Talking Points: What Does US Law Say About Taiwan?

Editor’s note: 

One of the most complicated issues in contemporary international relations is the status of the self-governing island of Taiwan and its government in Taipei, formally called the government of the Republic of China. Is Taiwan a sovereign state? What is the legal relationship between the Republic of China (ROC) and the People’s Republic of China (PRC)? How much of US support for Taiwan is grounded in law and how much in policy?

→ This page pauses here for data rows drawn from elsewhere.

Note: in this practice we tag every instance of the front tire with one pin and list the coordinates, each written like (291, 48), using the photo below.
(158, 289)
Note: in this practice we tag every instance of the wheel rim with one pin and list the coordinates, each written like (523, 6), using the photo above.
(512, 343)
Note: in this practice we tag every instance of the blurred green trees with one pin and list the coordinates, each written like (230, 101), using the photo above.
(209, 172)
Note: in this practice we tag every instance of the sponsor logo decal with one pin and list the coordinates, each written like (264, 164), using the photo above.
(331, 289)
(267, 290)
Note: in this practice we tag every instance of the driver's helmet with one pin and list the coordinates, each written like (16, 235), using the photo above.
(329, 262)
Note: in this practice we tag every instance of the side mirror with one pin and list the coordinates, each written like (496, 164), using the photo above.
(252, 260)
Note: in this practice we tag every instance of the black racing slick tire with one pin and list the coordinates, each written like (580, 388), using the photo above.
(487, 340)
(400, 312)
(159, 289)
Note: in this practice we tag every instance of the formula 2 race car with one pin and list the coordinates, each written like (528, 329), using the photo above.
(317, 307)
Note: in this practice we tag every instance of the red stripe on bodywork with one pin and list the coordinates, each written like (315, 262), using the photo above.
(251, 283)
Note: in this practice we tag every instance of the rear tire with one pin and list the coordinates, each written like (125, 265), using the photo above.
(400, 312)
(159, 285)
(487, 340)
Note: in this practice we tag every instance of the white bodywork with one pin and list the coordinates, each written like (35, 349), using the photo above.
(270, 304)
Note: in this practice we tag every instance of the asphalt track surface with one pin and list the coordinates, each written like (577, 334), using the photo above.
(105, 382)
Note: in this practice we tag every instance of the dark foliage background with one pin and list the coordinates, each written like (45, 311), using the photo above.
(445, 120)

Does international law recognize Taiwan’s right of self-defense or the right of its friends to come to its aid?  

During the 2024-2025 academic year, the U.S.-Asia Law Institute (USALI) is hosting a series of speakers to address these and related questions from different perspectives. The series began with a talk by Richard Bush, a nonresident senior fellow at the Brookings Institution. Bush led US engagement with Taiwan from 1997 to 2002 as chairman and managing director of the American Institute in Taiwan, the mechanism through which the US government conducts substantive relations with Taiwan in the absence of diplomatic relations. In a October 30, 2024 online talk at NYU Law, Bush explained the genesis and significance of the 1979 Taiwan Relations Act (TRA), a domestic law that turned 45 years old this year. What follows are excerpts from that talk, including questions from the moderator and audience and his responses. The content has been edited lightly for clarity and brevity. A recording of the program can be found here

Revisiting the Taiwan Relations Act

By Richard Bush

A thread running through my remarks is the need to distinguish the TRA as law and the TRA as a signal of American political and policy commitment. 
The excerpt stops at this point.